MESA, Ariz. -- After watching another multi-hit performance from Nico Hoerner on Friday afternoon, Cubs pitcher Alec Mills let out a laugh when asked what his plan of attack would be against the second baseman at the moment.
"I don't know," Mills said. "Just hope he hits it to somebody. I think that's the best option right now when it comes to somebody hitting like that."
Here are three key takeaways from Friday's game at Sloan Park:
1. Hoerner's hot start
Over the offseason, Hoerner stayed in Chicago and took advantage of all the resources at his fingertips at Wrigley Field. He worked with the Cubs' high-performance team on getting stronger and leaned on assistant hitting coach Chris Valaika for some offensive adjustments.
"We worked on some things and opened up my stance a little more, creating space," Hoerner said earlier in camp. "I'm not so much changing my swing as much as trying to be in an athletic position as much as I can."
So far, Hoerner's winter work has paid swift dividends.
Hoerner -- competing for the vacancy at second base, along with David Bote, Ildemaro Vargas and the recently-added Eric Sogard -- roped a pair of loud hits on Tuesday against the Royals. He added three more on Thursday against the Dodgers. On Friday, he belted a homer to the left-center berm in the second and added a single to right in the fourth.
Hoerner has sprayed his hits from line to line and with hard contact. His showing against Cleveland made him 7-for-8 with three extra-base hits and a dozen total bases, plus a steal, three runs scored and no strikeouts.
"He's come in with something to prove. You can see it all over his actions," Cubs manager David Ross said. "It's hard not to get excited, but this is baseball. And the season hasn't even started yet, so we've got a long way to go. But, good signs of work paying off. I think that's a reward that he's seeing right now.
"A lot of hard work, identifying problems and working on them. It's pretty evident that he's in a really good place."
2. Kimbrel's tough debut
Cubs closer Craig Kimbrel, even with his long and accomplished track record, has shown a willingness to utilize the technology and data resources at his disposal with the North Siders. Kimbrel even had a setup at home over the offseason to better log his workouts and progress.
"Last year, as crazy as it was," Cubs pitching coach Tommy Hottovy said, "guys learned a lot about themselves. And when you go through what Craig went through last year, you learn more so than anything, like, 'OK, when I'm right, this is what the Rapsodo data says. This is what the Trackman data says.'
"And when you train with that now and it becomes part of your routine, you're getting instant feedback."

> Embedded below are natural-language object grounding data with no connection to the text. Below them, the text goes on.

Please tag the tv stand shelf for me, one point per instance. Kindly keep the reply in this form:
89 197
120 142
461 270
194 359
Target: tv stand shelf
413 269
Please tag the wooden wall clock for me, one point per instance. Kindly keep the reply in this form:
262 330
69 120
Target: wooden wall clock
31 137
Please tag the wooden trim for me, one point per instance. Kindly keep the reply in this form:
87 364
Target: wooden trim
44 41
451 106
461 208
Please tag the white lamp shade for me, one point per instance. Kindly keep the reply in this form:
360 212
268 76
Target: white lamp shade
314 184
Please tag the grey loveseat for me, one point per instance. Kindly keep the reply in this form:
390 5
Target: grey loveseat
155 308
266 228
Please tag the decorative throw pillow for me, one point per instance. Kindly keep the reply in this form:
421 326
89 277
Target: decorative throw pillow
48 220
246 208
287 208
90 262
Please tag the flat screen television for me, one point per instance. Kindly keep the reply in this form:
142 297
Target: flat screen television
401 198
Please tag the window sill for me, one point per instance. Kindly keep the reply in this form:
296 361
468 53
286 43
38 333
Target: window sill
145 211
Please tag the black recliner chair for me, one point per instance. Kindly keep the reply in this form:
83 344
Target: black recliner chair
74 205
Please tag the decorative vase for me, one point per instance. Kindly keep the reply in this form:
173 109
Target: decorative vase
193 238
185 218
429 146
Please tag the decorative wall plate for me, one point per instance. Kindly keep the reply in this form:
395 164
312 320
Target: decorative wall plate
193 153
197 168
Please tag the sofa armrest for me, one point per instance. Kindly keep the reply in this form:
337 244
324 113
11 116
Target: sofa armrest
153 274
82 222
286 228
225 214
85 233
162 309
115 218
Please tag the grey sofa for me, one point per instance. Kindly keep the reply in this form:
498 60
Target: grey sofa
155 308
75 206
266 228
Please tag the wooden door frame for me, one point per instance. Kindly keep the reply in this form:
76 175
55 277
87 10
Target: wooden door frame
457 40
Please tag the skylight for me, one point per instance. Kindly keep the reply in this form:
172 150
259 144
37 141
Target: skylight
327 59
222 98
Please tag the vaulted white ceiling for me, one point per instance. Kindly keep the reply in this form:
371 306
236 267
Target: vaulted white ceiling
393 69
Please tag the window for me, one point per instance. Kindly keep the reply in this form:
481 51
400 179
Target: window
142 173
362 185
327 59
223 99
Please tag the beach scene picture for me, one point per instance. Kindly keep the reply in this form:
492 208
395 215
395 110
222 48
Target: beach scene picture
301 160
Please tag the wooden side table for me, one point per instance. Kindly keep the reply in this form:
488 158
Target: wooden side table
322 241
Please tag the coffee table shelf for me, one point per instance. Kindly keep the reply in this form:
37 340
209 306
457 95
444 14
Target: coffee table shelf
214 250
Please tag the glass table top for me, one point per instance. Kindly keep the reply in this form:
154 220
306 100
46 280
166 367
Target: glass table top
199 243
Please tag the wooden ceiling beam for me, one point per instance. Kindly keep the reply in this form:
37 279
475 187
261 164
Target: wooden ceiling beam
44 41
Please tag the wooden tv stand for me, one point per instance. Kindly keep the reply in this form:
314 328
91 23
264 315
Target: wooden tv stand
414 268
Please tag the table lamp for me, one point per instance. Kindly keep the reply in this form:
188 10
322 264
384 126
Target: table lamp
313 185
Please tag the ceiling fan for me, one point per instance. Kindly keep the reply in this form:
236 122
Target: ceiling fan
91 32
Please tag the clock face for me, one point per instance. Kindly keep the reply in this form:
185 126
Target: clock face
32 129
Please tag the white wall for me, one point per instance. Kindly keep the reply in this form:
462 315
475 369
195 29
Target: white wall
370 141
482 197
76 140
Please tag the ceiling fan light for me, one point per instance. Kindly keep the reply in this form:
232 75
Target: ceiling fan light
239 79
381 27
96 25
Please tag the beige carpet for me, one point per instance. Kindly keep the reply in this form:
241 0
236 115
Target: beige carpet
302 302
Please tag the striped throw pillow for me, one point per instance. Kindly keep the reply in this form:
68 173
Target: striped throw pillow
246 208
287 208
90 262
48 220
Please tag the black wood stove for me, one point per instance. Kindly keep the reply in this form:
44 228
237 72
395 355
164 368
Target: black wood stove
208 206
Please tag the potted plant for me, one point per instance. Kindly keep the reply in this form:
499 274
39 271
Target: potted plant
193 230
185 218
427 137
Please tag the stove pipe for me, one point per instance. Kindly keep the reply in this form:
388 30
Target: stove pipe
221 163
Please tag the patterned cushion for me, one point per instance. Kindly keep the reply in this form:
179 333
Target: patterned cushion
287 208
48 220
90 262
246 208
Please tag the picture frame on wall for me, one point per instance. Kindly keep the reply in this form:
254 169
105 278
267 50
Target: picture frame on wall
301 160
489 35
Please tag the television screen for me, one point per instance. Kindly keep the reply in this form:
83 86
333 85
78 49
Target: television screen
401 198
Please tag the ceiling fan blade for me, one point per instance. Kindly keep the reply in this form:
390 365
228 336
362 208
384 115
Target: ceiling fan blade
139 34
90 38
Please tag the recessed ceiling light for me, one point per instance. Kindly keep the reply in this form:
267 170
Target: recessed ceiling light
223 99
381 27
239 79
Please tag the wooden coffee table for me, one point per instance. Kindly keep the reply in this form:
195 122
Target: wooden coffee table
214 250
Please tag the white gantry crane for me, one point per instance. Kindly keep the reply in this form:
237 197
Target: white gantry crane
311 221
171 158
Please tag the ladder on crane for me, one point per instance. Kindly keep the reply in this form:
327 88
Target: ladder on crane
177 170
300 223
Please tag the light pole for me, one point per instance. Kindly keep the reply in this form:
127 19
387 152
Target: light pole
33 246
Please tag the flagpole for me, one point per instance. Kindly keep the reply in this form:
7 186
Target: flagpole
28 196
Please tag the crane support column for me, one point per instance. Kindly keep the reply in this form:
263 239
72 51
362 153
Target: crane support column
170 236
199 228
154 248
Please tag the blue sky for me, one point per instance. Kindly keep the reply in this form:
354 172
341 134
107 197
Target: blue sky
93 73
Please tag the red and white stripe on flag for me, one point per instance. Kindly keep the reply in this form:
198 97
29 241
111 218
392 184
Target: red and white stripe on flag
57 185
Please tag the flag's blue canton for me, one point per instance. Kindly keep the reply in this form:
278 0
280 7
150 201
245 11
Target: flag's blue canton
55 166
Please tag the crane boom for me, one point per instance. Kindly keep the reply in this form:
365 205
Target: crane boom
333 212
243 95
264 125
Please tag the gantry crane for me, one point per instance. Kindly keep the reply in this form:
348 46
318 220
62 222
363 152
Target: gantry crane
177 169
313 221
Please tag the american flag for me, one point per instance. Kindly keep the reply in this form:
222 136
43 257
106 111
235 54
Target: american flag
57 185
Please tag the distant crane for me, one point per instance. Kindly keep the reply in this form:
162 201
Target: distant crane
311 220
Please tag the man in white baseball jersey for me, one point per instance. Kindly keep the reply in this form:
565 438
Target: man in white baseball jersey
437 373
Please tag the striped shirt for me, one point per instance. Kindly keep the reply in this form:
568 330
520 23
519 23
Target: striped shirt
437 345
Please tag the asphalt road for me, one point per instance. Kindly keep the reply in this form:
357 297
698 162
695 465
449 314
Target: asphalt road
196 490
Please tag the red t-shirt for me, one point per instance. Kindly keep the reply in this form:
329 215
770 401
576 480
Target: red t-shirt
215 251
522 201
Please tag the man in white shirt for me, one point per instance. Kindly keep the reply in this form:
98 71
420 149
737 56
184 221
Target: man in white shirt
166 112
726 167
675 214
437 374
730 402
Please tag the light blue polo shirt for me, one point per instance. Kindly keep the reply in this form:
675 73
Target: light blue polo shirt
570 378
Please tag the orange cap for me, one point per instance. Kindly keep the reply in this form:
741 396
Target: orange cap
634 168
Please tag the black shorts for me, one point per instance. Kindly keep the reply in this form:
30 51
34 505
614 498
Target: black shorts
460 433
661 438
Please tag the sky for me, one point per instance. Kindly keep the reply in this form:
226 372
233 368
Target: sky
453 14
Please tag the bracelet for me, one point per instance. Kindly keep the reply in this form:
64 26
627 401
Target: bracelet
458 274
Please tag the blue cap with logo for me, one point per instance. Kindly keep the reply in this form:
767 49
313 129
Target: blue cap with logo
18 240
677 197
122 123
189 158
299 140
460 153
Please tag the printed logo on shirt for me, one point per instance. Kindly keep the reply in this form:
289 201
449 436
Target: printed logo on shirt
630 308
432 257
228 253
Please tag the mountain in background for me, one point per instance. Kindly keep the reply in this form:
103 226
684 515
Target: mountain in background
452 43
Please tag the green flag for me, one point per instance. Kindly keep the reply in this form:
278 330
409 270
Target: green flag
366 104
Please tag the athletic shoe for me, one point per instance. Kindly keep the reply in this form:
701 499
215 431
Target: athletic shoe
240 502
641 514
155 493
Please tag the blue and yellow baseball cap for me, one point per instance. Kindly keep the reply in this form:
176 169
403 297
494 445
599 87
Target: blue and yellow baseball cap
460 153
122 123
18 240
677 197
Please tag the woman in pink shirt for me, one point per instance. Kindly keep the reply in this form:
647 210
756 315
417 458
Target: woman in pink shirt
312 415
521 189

In the coming days, Hottovy and Kimbrel will surely be breaking down the closer's Cactus League debut behind the scenes.
Kimbrel worked the third inning against Cleveland and had the inning halted after he faced seven batters and logged 27 pitches (18 strikes). The righty started off well with a strikeout of Bradley Zimmer, but then allowed four runs on four hits with one hit batsman before being pulled. The stadium radar gun had Kimbrel sitting at 94-95 mph with his fastball (topping out at 96 mph).
3. More experience for Davis
Ross first met outfielder Brennen Davis when the young prospect was at Wrigley Field for a pre-Draft workout with the Cubs three years ago. For Friday's game, the manager was able to write Davis' name into the lineup as Chicago's starting center fielder.
It very well could have been a glimpse into the Cubs' future.
"He's becoming a man right in front of [our eyes]," Ross said. "Every time I see him, it's like, this guy's just one of the best athletes every time he steps out on the field."
The 21-year-old Davis -- a second-round pick in the 2018 MLB Draft -- is in camp as a non-roster invitee to soak up the experience of being around the Major League staff and players. The young outfielder (ranked No. 61 on MLB Pipeline's Top 100 Prospects list and No. 2 in the Cubs' Top 30) went 0-for-3 against Cleveland, but the focus for him now is on learning, not on results.
"He's going to be an incredible baseball player," Cubs outfielder Ian Happ said. "I really am impressed by his wanting to be around and ask questions. He's really attentive."
"I remember as a young guy," Happ said, "just being able to be around and ask questions and learn. Having a guy -- I say this over and over -- but having a guy like Jason [Heyward] in the outfield that you can ask and learn from is huge."